Virtual programs allow us to optimize so that we are good stewards of our resources in terms of travel. It’s no secret that the time spent in travel is a premium challenge to academic surgeons; it’s not easy to be gone for two weeks and then come back and try to catch up with my other responsibilities and commitments. It is even harder to bring colleagues from low resource settings to our universities to have meaningful experiences. Even assuming they get a VISA, which is a very low-rate possibility as I mentioned in my talk, they would still be restricted from having a comprehensive hands-on experience and be limited to shadowing , which I think is not ideal and not fair.

You mentioned ENTRUST in your talk! How do you see programs like ENTRUST helping in educational methodologies in COSECSA region?

We are just starting to see the impact that it’s going to bring to the assessment and educational systems the region. Dr. [Dana] Lin and Dr. [Cara] Liebert did such good work on integrating it into to the education system in COSECSA, and I’m excited to see how much impact it will have in the near future.

Using it in giving the board exams was phenomenal to see. It’s a virtual platform that is so specific and easily applicable to multiple settings.

Part of the struggle with the COSECSA region is that it consists of 14 countries, so imagine the difficulty of travelling as a trainee. Even our trainees here in the US struggle to travel for their fellowship interviews for example, but travelling in a low-income setting just to take your exams can be extremely difficult.

I see ENTRUST as a successful way to ease that burden as well on the number of standardization examiners. There is tremendous variability in the skills of examiners and in the biases that a person may bring to the examination, so I think that the ENTRUST system is a really nice way to mitigate some of that.

I expect it to have an impact even beyond COSECSA region.

Can you tell us about Association for Academic Global Surgery (AAGS) and your role within the organization?
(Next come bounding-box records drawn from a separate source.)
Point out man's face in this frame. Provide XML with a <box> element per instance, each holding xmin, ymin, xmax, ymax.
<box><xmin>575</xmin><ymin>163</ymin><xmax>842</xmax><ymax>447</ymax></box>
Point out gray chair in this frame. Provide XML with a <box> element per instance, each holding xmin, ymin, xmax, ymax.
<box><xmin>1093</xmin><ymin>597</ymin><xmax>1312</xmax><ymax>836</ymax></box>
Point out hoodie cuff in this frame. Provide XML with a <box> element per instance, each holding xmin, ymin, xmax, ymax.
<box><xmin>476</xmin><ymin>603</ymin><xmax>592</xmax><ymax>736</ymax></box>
AAGS is an independent society focusing on global surgery and I think that one of the things we’re hoping to do with that organization is to develop an institutional packages/ memberships, things that entities who have obvious interest and infrastructures for global surgery like Stanford could join and help us build a platform for what we’d like global surgery look like , what are our best practices defining bidirectional partnerships, how do we get value for our international partners, what kind of educational criteria defines a good educational partnership. Those are the things that we’re working on, and obviously the University of Wisconsin is building our Center for Global Surgery as well, so I think that we’re all building together.

It’s teamwork, and we learned the hard way that you cannot do really successful academic global surgery partnerships in a silo.

Dr. Tom Weiser with Dr. Kristin Long during her visit to Stanford Surgery.

Tell us about your visit to Stanford Surgery.

My visit was fantastic! Before coming I expected that the focus of the trip was to give a talk about the things that I love, but at the end of the day it was meeting with almost all the faculty and seeing everyone’s different interest and involvement in global surgery and projects they are working on. We were able to find commonality in every one of the 10 or 12 meetings that I had that day.

To see that many people are enthusiastic about global surgery is truly heartwarming, yet at the same time exciting for the work we could do together in the future. Everyone I met was so kind and generous with their time, and I wish that I had more time to discuss all these brilliant ideas.

I am deeply impressed with the global engagements at Stanford Surgery; you really set a high bar for other institutions to follow.

Thanks to everyone who was involved in this visit from Dr. [Mary] Hawn and her support from the department level, Dr. [Tom] Weiser and his team who kindly created this opportunity for me to come and visit Stanford and see the wonders what can be. You are a model in terms of global surgery.

I’m honored and humbled and ready to return at any time!